Das Fördersystem für erneuerbare Energien soll volkswirtschaftlich effizienter gestaltet werden, schlagen die Gutachter vor. Nicolai Hermann von enervis erläutert: „Im neuen Marktdesign werden die Erneuerbaren besser mit den Konventionellen koordiniert. Die erneuerbare Erzeugung aus neuen Anlagen wird grundsätzlich wie konventioneller Strom über den Spotmarkt vermarktet. Gleichzeitig wird das Kostensenkungspotenzial eines Wettbewerbs zwischen den Erzeugern erschlossen. Falls zusätzlich zu den Erlösen aus der Vermarktung eine Förderung erforderlich ist, erfolgt sie durch eine mengengesteuerte Auktion der gewünschten Erzeugungsleistung. Zusätzlich besteht die Möglichkeit, die Förderung technologisch und räumlich zu differenzieren, was insbesondere eine Koordination mit dem Um- und Ausbau der Netze erlaubt.“ Der Vorteil laut Gutachten: Der Förderbedarf sinkt mit steigenden Markterlösen sowie mit sinkenden Anlagenkosten sukzessive ab.

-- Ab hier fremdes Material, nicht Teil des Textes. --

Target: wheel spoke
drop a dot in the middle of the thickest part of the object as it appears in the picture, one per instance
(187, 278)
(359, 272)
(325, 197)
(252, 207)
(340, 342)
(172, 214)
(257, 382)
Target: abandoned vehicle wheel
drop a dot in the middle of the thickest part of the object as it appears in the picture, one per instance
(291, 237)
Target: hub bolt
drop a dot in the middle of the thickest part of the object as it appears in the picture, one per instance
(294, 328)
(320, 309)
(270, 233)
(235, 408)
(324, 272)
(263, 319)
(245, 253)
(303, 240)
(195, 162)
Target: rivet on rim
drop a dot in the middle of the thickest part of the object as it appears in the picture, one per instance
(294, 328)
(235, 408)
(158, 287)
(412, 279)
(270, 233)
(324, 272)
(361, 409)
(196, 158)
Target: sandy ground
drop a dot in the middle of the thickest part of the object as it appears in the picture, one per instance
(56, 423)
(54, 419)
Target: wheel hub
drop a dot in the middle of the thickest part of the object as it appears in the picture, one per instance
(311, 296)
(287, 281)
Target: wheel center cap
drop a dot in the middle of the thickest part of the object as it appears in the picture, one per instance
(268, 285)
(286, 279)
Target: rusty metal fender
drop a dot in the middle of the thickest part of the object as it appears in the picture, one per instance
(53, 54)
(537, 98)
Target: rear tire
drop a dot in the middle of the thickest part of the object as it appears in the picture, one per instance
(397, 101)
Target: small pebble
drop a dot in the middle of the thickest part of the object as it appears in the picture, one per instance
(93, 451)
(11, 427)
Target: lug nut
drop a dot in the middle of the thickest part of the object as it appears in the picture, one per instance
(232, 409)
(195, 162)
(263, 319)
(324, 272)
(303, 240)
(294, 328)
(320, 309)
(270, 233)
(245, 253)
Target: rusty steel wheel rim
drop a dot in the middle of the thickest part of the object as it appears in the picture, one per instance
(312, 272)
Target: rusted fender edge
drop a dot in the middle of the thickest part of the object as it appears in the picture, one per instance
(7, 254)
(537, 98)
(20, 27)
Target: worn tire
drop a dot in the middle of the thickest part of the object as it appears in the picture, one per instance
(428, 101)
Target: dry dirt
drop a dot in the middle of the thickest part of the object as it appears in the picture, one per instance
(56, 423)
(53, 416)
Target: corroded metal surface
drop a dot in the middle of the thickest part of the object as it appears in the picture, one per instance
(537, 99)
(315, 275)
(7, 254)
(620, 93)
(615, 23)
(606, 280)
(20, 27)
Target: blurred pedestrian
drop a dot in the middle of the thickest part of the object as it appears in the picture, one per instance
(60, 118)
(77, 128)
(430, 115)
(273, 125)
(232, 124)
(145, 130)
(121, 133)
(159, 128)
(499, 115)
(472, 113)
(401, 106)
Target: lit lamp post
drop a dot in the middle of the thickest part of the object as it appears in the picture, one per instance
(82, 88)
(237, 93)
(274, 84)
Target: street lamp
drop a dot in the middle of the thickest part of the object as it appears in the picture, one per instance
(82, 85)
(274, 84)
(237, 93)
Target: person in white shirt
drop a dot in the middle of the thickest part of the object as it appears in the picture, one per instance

Dieser Effekt würde von den Teilnehmern im Wettbewerb um Vergütungsrechte antizipiert, sodass die Förderkosten ebenfalls sinken. Sobald eine erlösbasierte Marktintegration der erneuerbaren Energien erreicht sei, könne die Förderung vollständig entfallen.

Intelligente Netze sparen Kosten

Das Gutachten plädiert zudem für einen weitgehenden Um- und Ausbau der Übertragungs- und Verteilnetze bereits bis 2020. Dies sei erforderlich, um die wachsende Produktion erneuerbarer Energien im System aufzunehmen und die Kosten für die Systemstabilisierung (Redispatch) deutlich zu reduzieren. BET-Geschäftsführer Wolfgang Zander: „Erstmals ist nachgewiesen worden, dass der Netzausbau auch auf der Verteilnetzebene kostengünstiger ist als das Abregeln der Einspeisungen. Innovative Lösungen im Netzausbau sind möglich und tragen zur Kostendämpfung bei. Im heutigen Regulierungssystem werden die Kosten für das Redispatch auf die Netzentgelte umgelegt. Somit ergeben sich in Summe geringere Netzentgelte als ohne Netzausbau. Was fehlt, ist ein Regulierungssystem, das diese dringend notwendigen Investitionen den Investoren im Verteilnetzbereich angemessen vergütet. Vorschläge hierzu liegen auf dem Tisch.“ Es bedürfe geeigneter Instrumente, die es erlauben, die Verteilnetze zu intelligenten Netzen um- und auszubauen. Christoph Niehörster, BET-Bereichsleiter Netzberatung, sagt: „Deshalb müssen hier die Rahmenbedingungen so gesetzt werden, dass insbesondere für innovative Maßnahmen der Zeitverzug bei der Anerkennung in der Erlösobergrenze beseitigt wird.“

Kapazitätsmarktmodell ist möglich

Die Autoren des VKU-Gutachtens verstehen das vorgeschlagene Energiemarktmodell als wichtigen Beitrag in der Diskussion um den Systemumbau. BET-Geschäftsführer Michael Ritzau: „Es konnte gezeigt werden, dass ein wettbewerblich organisiertes Kapazitätsmarktmodell möglich ist und etliche Vorteile hat. Die Bereitstellung gesicherter Leistung bekommt einen Preis und für Erzeuger ist eine bessere Kalkulierbarkeit der Investitionen gegeben.“ Nun müssten die Vorschläge diskutiert werden. Das Modell sei so offen gestaltet, dass ohne Systembrüche weitere Elemente hinzugefügt werden können, so Ritzau.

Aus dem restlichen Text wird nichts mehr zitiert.